I'm currently working on internationalizing a very large Perl/Mason web application, as a team of one (does that make this a death march??). The application is nearing 20 years old, and is written in a relatively old-school Perl style; it doesn't use Moose or another OO module. I'm currently planning on using Locale::Maketext::Gettext to do message lookups, and using GNU Gettext catalog files.
I've been trying to develop some tools to aid in string extraction from our bigass codebase. Currently, all I have is a relatively simple Perl script to parse through source looking for string literals, prompt the user with some context and whether or not the string should be marked for translation, and mark it if so.
There's way too much noise in terms of strings I need to mark versus strings I can ignore.

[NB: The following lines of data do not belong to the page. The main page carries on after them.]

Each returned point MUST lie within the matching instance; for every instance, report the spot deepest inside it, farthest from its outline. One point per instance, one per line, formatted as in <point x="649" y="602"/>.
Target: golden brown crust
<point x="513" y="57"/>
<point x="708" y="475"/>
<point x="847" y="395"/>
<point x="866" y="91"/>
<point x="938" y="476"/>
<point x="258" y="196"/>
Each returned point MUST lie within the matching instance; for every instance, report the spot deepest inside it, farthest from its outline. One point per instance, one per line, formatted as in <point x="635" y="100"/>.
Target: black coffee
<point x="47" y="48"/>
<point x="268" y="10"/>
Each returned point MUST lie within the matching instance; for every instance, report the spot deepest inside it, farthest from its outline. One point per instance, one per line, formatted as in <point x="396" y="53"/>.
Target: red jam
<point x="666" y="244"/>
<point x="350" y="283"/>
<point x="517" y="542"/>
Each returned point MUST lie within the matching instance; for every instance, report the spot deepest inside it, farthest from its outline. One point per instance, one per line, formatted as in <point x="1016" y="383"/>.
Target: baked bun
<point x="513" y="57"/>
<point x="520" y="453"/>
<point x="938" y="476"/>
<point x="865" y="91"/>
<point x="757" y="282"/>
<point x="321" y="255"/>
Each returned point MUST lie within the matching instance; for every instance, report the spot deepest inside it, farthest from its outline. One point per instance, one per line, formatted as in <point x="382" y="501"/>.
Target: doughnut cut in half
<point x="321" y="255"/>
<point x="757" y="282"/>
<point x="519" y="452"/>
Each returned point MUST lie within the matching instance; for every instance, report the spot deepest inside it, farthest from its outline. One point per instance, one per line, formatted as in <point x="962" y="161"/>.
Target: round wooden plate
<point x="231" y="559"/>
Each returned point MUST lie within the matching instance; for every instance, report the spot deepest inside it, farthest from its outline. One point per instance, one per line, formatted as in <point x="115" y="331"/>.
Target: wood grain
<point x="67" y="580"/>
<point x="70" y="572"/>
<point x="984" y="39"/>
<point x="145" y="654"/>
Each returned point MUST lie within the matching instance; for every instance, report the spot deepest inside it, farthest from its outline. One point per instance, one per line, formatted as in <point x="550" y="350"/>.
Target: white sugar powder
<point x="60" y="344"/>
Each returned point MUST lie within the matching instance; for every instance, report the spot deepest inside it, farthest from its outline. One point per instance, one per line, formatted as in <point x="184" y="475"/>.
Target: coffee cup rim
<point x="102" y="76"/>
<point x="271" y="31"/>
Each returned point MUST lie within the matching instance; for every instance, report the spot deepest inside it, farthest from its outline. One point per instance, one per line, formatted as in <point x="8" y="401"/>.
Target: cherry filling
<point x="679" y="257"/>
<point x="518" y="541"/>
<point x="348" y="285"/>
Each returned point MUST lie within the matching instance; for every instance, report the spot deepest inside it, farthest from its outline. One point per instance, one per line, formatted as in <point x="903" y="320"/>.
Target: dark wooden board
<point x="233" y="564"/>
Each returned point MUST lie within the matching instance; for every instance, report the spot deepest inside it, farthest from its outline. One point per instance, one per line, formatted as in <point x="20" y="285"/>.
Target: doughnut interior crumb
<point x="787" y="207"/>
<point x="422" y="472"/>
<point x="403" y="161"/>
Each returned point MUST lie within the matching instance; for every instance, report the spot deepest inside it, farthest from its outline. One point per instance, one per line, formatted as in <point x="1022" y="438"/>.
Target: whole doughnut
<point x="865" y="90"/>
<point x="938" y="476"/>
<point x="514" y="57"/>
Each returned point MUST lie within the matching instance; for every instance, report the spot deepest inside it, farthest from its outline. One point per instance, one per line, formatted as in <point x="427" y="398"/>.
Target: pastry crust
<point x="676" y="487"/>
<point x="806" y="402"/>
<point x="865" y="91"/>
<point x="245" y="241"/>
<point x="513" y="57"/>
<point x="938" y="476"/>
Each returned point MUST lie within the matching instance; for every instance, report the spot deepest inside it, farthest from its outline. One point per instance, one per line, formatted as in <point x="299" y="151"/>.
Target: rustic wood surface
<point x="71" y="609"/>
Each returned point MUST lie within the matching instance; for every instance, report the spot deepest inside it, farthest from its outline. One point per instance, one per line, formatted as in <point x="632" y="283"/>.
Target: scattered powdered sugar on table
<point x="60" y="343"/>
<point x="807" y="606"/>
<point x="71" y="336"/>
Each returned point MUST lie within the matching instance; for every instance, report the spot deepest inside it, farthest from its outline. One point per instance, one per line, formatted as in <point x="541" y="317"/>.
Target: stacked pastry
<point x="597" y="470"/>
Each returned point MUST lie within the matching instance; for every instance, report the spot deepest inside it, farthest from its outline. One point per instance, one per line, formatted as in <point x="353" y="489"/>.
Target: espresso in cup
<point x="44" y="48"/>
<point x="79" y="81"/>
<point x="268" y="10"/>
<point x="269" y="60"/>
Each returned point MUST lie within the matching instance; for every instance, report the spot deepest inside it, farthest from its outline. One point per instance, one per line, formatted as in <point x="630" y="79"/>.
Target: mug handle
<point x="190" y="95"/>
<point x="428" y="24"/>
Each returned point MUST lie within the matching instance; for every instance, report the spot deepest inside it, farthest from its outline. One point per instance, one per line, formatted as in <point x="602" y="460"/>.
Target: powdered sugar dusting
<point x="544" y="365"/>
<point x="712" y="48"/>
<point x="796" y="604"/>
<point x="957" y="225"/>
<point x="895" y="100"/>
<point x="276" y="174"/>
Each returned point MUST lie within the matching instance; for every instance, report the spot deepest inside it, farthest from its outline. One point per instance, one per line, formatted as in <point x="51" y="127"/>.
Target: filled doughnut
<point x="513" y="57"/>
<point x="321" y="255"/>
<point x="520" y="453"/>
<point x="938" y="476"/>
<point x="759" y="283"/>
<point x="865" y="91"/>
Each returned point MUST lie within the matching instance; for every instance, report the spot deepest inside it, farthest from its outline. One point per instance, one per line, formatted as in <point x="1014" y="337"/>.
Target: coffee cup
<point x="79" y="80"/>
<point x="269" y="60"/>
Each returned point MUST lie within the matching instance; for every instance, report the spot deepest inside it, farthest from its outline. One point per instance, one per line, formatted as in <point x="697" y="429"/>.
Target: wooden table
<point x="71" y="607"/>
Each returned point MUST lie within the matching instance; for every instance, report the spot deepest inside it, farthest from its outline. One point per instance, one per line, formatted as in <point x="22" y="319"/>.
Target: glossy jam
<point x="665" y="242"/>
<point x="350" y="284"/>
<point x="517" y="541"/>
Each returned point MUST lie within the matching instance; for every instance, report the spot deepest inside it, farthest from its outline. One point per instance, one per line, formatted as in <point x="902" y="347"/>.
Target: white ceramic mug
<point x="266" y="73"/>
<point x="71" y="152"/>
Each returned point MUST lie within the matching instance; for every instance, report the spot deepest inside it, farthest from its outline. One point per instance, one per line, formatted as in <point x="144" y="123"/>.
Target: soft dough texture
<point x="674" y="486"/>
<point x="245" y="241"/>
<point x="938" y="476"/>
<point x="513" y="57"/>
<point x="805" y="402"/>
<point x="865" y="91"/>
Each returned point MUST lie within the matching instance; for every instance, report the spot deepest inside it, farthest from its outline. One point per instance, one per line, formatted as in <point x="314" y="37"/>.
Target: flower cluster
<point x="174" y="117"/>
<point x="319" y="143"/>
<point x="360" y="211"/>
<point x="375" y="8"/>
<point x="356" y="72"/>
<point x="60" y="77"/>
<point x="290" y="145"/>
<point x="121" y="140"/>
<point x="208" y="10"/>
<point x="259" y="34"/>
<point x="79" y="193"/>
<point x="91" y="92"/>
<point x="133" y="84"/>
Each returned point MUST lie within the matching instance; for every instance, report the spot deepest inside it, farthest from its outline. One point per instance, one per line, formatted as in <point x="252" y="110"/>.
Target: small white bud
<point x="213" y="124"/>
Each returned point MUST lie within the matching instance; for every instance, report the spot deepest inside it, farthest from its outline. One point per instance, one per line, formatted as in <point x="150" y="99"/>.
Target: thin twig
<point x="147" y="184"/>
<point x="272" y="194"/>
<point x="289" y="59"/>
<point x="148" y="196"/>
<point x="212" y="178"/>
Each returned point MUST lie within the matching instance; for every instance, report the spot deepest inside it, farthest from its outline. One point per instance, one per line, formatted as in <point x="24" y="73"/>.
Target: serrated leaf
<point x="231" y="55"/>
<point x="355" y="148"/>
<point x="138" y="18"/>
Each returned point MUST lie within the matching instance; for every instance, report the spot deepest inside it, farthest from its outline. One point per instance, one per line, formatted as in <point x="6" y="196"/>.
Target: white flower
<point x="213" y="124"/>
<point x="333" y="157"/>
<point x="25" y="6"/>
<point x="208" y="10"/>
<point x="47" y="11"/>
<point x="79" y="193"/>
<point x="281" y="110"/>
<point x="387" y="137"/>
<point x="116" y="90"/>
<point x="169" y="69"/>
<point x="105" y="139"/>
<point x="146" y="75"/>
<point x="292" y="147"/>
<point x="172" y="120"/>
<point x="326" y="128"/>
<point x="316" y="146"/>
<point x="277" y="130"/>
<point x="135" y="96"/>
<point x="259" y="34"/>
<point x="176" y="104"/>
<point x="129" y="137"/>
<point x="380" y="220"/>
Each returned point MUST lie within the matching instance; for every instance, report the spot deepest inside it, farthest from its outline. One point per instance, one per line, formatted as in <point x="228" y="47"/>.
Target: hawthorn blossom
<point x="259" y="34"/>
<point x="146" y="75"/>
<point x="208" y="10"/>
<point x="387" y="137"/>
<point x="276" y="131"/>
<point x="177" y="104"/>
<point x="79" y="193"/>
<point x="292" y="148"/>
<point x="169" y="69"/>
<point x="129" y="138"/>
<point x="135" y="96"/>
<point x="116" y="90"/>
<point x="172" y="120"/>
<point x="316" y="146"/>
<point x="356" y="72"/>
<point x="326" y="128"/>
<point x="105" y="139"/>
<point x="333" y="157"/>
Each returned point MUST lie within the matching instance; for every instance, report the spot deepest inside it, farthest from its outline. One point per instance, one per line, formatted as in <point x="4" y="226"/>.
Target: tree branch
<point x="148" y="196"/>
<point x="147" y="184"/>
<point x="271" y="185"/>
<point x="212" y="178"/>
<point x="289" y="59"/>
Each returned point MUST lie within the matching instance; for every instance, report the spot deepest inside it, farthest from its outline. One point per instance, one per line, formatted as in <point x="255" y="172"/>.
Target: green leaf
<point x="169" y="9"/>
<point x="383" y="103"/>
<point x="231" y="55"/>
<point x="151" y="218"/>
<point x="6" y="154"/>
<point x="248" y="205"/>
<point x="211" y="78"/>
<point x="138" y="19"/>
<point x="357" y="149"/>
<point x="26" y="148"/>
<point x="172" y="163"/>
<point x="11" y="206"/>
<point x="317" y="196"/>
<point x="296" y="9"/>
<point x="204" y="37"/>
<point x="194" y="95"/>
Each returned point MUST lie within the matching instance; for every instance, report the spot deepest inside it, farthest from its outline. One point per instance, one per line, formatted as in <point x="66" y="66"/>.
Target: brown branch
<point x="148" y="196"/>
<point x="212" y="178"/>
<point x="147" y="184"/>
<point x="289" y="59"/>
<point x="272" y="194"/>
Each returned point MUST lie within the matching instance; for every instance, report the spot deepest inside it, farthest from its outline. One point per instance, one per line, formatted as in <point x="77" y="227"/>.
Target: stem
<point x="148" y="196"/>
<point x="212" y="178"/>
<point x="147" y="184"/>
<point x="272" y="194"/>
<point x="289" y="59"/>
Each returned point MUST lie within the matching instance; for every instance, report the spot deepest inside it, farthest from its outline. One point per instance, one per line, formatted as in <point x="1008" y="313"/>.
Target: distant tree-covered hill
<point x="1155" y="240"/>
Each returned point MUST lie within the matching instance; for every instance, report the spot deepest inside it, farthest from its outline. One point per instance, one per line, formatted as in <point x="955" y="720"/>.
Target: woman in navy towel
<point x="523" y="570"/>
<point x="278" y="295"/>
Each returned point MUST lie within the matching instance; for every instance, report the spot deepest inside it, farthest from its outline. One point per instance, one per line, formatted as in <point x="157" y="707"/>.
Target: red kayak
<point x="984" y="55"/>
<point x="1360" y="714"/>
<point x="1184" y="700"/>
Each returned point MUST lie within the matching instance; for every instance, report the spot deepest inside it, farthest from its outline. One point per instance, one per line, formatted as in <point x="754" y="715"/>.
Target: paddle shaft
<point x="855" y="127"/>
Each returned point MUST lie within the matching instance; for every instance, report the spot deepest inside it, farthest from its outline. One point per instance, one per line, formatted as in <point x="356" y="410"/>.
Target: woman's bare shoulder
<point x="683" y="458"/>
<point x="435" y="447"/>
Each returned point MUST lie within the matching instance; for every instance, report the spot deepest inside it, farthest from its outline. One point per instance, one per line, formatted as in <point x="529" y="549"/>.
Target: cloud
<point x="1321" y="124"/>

A lot of strings in the source aren't user-facing, such as hash keys, or type comparisons like
if (ref($db_obj) eq 'A::Type::Of::Db::Module')
I do apply some heuristics to each proposed string to see whether I can ignore it off the bat (ex. I ignore strings that are used for hash lookups, since 99% of the time in our codebase these aren't user facing). However, despite all that, around 90% of the strings my program shows me are ones I don't care about.
Is there a better way I could help automate my task of string extraction (i.e. something more intelligent than grabbing every string literal from the source)? Are there any commercial programs that do this that could handle both Perl and Mason source?
ALSO, I had a (rather silly) idea for a superior tool, whose workflow I put below. Would it be worth the effort implementing something like this (which would probably take care of 80% of the work very quickly), or should I just submit to an arduous, annoying, manual string extraction process?
- Start by extracting EVERY string literal from the source, and putting it into a Gettext PO file.
- Then, write a Mason plugin to parse the HTML for each page being served by the application, with the goal of noting strings that the user is seeing.
- Use the hell out of the application and try to cover all use cases, building up a store of user facing strings.
- Given this store of strings the user saw, do fuzzy matches against strings in the catalog file, and keep track of catalog entries that have a match from the UI.
- At the end, anything in the catalog file that didn't get matched would likely not be user facing, so delete those from the catalog.